Third-party identity solutions

To solve the issue of scalability, publishers and ad tech platforms can form cooperative alliances and syndicate their first-party data with universal identifiers. Some examples of these cross-industry initiatives include The Ozone Project, Project Rearc by IAB Tech Lab, and Partnership for Responsible Addressable Media (PRAM).

Syndicating publishers’ data transforms it into third-party data, pushing active participants of these initiatives to invest in privacy control systems and ensure that all requirements of privacy laws are met. Consumers have to be provided with more control over their personal information and support data sharing voluntarily, in exchange for content or web services they get.

Even though these efforts may help retain user addressability for advertisers, they also may create additional walled gardens in the ecosystem and eventually raise similar privacy concerns as cookies or mobile identifiers. In the long run, it cannot be 3rd party cookies by another name. Any cross-industry solution that replaces 3rd party cookies should implement a better consent framework, the one a la iOS14, which in its turn diminishes targeting pools for advertisers.

Contextual intelligence

To stay privacy compliant and achieve scalability, advertisers can shift their focus from users’ personal data or past behavior towards the environments where interest or purchase decisions are likely to appear.

The idea of programmatic technology targeting a user based on the webpage context isn’t new, but it can prove effective in many cases. According to Pinterest research, the positive environment of an ad has a strong impact on purchase decisions: 6 in 10 US adults are more likely to convert if an ad is shown in a positive context.

The recent advances in content classification will allow marketers to ensure ads are matched to the most relevant and suitable content. Today, on-page content can be assessed based on:

• Topics on the page
• Negative or positive sentiment
• Conveyed emotions

With deep text classification, semantic analysis, and machine learning, it now becomes possible to identify high-impact environments where users are more susceptible to advertisements and make sure these placements are safe for the brand. Context can also be used for creative optimization: this approach is called “mindset marketing”, and it assumes that advertisers design campaigns to match the mindset of the customers viewing them, based on the placement and content around each ad.

Finally, context does matter for consumers, and users want to see contextual ads rather than other types of targeted ads such as behavioral, geo, or demographic.
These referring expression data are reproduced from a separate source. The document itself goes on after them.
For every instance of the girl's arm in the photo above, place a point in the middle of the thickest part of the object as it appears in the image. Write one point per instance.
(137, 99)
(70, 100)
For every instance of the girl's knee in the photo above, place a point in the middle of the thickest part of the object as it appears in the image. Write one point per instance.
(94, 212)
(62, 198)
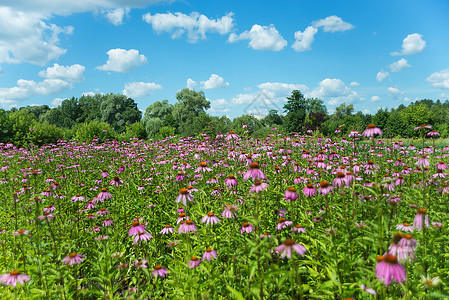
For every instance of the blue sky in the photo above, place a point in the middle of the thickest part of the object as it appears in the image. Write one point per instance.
(369, 53)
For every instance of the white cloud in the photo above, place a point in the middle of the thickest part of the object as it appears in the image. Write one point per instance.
(261, 38)
(375, 99)
(280, 89)
(440, 79)
(395, 93)
(123, 61)
(412, 44)
(73, 73)
(382, 75)
(399, 65)
(139, 90)
(115, 16)
(195, 25)
(332, 24)
(214, 82)
(57, 101)
(28, 88)
(191, 84)
(27, 37)
(304, 40)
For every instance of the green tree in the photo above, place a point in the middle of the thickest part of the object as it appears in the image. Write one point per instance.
(117, 110)
(296, 112)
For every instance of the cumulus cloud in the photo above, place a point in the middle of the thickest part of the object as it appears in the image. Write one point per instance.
(261, 38)
(73, 73)
(123, 61)
(304, 40)
(115, 16)
(440, 79)
(412, 44)
(399, 65)
(195, 25)
(280, 89)
(214, 82)
(332, 24)
(191, 84)
(375, 99)
(26, 37)
(29, 88)
(139, 90)
(382, 75)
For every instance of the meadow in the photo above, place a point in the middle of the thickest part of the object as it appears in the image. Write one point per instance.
(226, 217)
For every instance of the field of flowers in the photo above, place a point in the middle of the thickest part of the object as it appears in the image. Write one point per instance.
(226, 217)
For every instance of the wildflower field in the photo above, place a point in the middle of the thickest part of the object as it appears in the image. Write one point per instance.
(226, 217)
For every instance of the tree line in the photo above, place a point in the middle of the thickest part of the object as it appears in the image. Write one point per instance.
(115, 116)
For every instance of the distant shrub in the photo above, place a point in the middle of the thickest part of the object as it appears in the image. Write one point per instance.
(94, 129)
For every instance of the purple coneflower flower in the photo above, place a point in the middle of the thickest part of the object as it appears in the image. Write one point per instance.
(371, 130)
(73, 258)
(388, 268)
(183, 196)
(210, 218)
(136, 228)
(159, 271)
(286, 248)
(290, 194)
(13, 278)
(209, 254)
(254, 172)
(247, 228)
(167, 229)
According to the IAS study, 81% of UK users prefer ads that match the surrounding content of the page.

In 2020, about 30% of all ads have been rendered on browsers with no 3rd party cookies like Safari and Firefox. By 2022, it is estimated that almost all cookie-based browser tracking will be gone completely. The depletion of 3rd party cookies is disruptive for everybody in the digital advertising ecosystem affecting targeting, measurement, and personalization during ad delivery.

In the short run, there is no evident solution of how agencies and brands should future-proof their targeting strategies in the upcoming cookieless reality. By focusing on first-party identity solutions, advertisers risk falling behind in terms of scalability. Universal IDs can eventually arrive at the same destiny as cookies as consumers demand more thorough control over their data.

Even though contextual targeting solutions are still to be implemented on a massive scale, the majority of industry professionals agree that contextual targeting will gain favor in the long-term perspective. This approach will allow brands to not only adjust to the absence of cookies but also engage with consumers in the most suitable environments and protect users’ privacy.